The government had decided on prohibiting any incoming scheduled international commercial passenger aircraft to disembark passengers in India after 1:31 am of March 23 till April 2nd.
Air India sees nearly 60-70 per cent of its revenues from foreign operations and in a bid to combat losses, announced a string of measures to maximise revenue.
The measures include beginning renegotiation of lease contracts, renegotiation of hotel agreements, reduction in salaries, apart from an aggressive push to increase cargo sales at a time when passenger loads are minimal.
“In view of reduction in passenger load due to COVID-19, cargo sale to be aggressively taken up for optimal utilisation of available space/load to ensure maximum revenue.”
The Air India office order, listing 21 financial and personnel measures, noted.
With the international flight ban, India’s air cargo segment is expected to undergo a severe impact.

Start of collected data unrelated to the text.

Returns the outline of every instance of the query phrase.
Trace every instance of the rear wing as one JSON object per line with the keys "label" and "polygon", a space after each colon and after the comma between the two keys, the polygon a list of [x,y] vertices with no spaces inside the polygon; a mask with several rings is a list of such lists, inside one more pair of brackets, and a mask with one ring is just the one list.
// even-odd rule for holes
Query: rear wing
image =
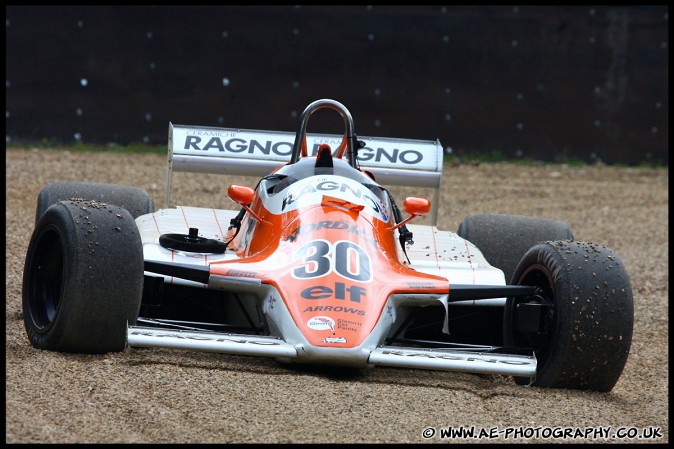
{"label": "rear wing", "polygon": [[[343,136],[307,133],[307,153],[315,156],[327,143],[333,150]],[[431,219],[437,222],[443,151],[439,140],[393,139],[358,136],[365,146],[358,150],[360,167],[370,171],[383,186],[432,188]],[[175,172],[265,176],[290,162],[295,133],[259,131],[169,123],[166,207],[171,201]]]}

About 60 per cent of international cargo volumes come from underbelly cargo space, while the rest comes from freighter aircraft, as per aviation industry sources . While freighter aircraft will continue to operate, cargo volumes are expected to nosedive.
“In the wake of recent global developments and the serious impact of COVID-19 pandemic, which has adversely impacted aviation industry both in the domestic as well in the international front there is an insurmountable dip in the revenue which calls for stringent measures to reduce our costs. All airlines have taken drastic steps to survive the current crisis and an urgent need is felt to take steps to curtail costs to mitigate the current financial crisis,” the order read.

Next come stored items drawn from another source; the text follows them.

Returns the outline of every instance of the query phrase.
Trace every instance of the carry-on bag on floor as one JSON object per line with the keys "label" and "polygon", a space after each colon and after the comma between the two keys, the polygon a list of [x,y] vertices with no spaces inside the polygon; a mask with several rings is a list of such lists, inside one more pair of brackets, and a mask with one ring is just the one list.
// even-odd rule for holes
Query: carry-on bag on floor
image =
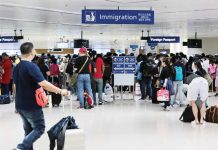
{"label": "carry-on bag on floor", "polygon": [[0,95],[0,104],[10,104],[10,96],[9,95]]}
{"label": "carry-on bag on floor", "polygon": [[218,123],[218,107],[212,106],[206,111],[205,121]]}
{"label": "carry-on bag on floor", "polygon": [[[201,118],[201,114],[200,114],[200,110],[198,111],[198,120],[200,121]],[[179,120],[183,121],[183,122],[192,122],[195,120],[193,111],[192,111],[192,106],[187,105],[187,107],[185,108],[184,112],[182,113],[181,117],[179,118]]]}
{"label": "carry-on bag on floor", "polygon": [[51,102],[52,102],[53,107],[55,105],[59,106],[61,103],[61,99],[62,99],[62,96],[60,94],[51,93]]}
{"label": "carry-on bag on floor", "polygon": [[93,99],[87,92],[84,92],[84,109],[93,108]]}
{"label": "carry-on bag on floor", "polygon": [[[60,87],[58,77],[52,77],[52,84],[56,87]],[[62,96],[60,94],[51,93],[51,102],[52,106],[59,106],[62,100]]]}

Suspension of foreign operations has had a massive impact on ground-handling players like Celebi Aviation, which is almost entirely dependent on international flights for revenues. The company has witnessed almost 80 per cent of its revenues compromised.
“There has been a steep fall in the number of flights being handled. It’s almost negligible now. With a work force of over 8,000, we might have to take up some extreme decisions like ‘leave without pay’ and other measures as an alternative to try and secure our market viability,” said Murali Ramachandran, CEO-India, Celebi Aviation while speaking to a reporter of a newspaper.